In [1]:
# Optional: change Jupyter Notebook theme to GDD theme
from IPython.core.display import HTML
HTML(url='https://gdd.li/jupyter-theme')

![footer_logo](https://marysia.nl/assets/GDD/css/logo.png)

# Partial Dependence Plots

![footer_logo](https://pbs.twimg.com/profile_images/726045460331401216/izaV7jmy_400x400.jpg)

The last method of explainability that we will cover in this workshop is that of _Partial Dependence Plots_. Combined with the other methods (_Ceteris Paribus_, _Prediction Break-Down_ and _Permutation Feature Importance_) this will cover the entire scale of local and global feature importance and sensitivity methods. 
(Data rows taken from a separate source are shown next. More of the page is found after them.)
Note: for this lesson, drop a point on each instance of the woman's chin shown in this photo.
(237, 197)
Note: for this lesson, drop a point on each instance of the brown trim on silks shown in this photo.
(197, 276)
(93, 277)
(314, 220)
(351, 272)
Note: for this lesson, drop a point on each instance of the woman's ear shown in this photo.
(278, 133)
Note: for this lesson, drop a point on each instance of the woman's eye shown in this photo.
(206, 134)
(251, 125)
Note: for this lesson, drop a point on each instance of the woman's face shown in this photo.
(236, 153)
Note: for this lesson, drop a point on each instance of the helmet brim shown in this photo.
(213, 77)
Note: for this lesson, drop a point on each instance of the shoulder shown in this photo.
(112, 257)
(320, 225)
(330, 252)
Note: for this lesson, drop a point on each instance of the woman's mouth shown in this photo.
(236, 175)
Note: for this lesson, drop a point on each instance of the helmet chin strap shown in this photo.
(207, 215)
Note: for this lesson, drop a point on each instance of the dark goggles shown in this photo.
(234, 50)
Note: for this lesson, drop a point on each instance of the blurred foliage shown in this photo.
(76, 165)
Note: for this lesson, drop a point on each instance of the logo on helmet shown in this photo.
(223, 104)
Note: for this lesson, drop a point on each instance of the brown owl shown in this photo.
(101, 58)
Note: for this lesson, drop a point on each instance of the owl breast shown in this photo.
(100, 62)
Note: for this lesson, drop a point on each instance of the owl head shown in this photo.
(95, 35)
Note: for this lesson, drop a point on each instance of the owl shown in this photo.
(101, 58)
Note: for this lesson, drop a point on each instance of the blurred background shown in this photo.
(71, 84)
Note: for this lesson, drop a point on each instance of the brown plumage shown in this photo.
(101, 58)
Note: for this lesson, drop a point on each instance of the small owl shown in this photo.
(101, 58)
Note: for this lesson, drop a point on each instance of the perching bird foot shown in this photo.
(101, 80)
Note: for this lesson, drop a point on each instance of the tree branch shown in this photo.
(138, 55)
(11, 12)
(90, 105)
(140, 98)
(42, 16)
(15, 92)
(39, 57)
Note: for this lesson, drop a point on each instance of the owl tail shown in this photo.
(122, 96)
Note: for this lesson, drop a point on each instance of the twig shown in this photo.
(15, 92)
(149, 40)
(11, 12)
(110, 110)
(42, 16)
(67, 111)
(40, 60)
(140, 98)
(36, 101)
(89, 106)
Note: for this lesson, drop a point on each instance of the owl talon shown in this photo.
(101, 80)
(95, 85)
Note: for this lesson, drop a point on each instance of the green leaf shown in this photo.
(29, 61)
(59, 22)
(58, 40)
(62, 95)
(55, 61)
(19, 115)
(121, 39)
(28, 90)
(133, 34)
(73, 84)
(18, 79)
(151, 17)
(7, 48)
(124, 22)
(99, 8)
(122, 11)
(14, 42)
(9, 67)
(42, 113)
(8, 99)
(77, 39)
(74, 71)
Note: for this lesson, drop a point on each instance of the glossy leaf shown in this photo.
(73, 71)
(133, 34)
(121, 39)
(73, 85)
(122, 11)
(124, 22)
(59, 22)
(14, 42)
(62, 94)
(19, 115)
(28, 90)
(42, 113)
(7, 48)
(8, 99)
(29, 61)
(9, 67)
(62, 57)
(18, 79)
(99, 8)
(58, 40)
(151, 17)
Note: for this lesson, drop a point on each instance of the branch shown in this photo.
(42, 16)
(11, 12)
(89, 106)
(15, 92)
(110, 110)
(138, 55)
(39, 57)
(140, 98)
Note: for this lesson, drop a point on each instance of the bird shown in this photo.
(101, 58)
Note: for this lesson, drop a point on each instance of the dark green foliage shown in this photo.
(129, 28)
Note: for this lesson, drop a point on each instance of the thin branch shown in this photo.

|        | **Feature Importance**             | **Sensitivity**             |
|--------|--------------------------------|--------------------------|
| **Local**  | Prediction Break-Down          | Ceteris Paribus          |
| **Global** | Permutation Feature Importance | _Partial Dependence Plots_ |

Partial Dependence Plots are therefore a _global_ method for determining feature _sensitivity_. As a reminder of how feature sensitivity helps explain a model, we will first revisit the Ceteris Paribus plots for the Penguins body mass regression model. Then, we will extend this to Partial Dependence Plots. 

### Outline
1. [Revisit: Ceteris Paribus plots](#cetpar)
1. [Partial Dependence Plots](#partplot)
1. [Exercise](#ex1)


<a id = 'cetpar'></a>

# 1. Revisit: Ceteris Paribus plots

Let us revist the Ceteris Paribus plots from the earlier notebook. In order to do that, we once again start out by loading in the data and creating the model. 

In [None]:
import pandas as pd 
from sklearn.model_selection import train_test_split

# Read in the data again - do *not* drop Adélie! 
penguins = (
    pd.read_csv('data/penguins.csv')
    .dropna()
)

# Set features & target.
feature_columns = ['flipper_length_mm', 'bill_length_mm', 'bill_depth_mm', 'sex', 'island', 'species']
target = 'body_mass_g'

# Set X and y
X = penguins.loc[:, feature_columns]
y = penguins.loc[:, target]

# Split the dataset. 
X_train, X_test, y_train, y_test = train_test_split(X, y, test_size = 0.3, random_state=42)

In [None]:
from sklearn.ensemble import RandomForestRegressor 
from sklearn.compose import ColumnTransformer
from sklearn.preprocessing import OneHotEncoder
from sklearn.pipeline import Pipeline

ct = ColumnTransformer([
    ('onehot', OneHotEncoder(), ['sex', 'species', 'island']),
], remainder='passthrough')

pipeline = Pipeline([
    ('ct', ct),
    ('model', RandomForestRegressor(random_state=42))
])

pipeline.fit(X_train, y_train)
pipeline.score(X_test, y_test)

In order to create the Ceteris Paribus plots, the model needs to be wrapped in an Explainer object.

In [None]:
import dalex 

explainer = dalex.Explainer(pipeline, X_train, y_train)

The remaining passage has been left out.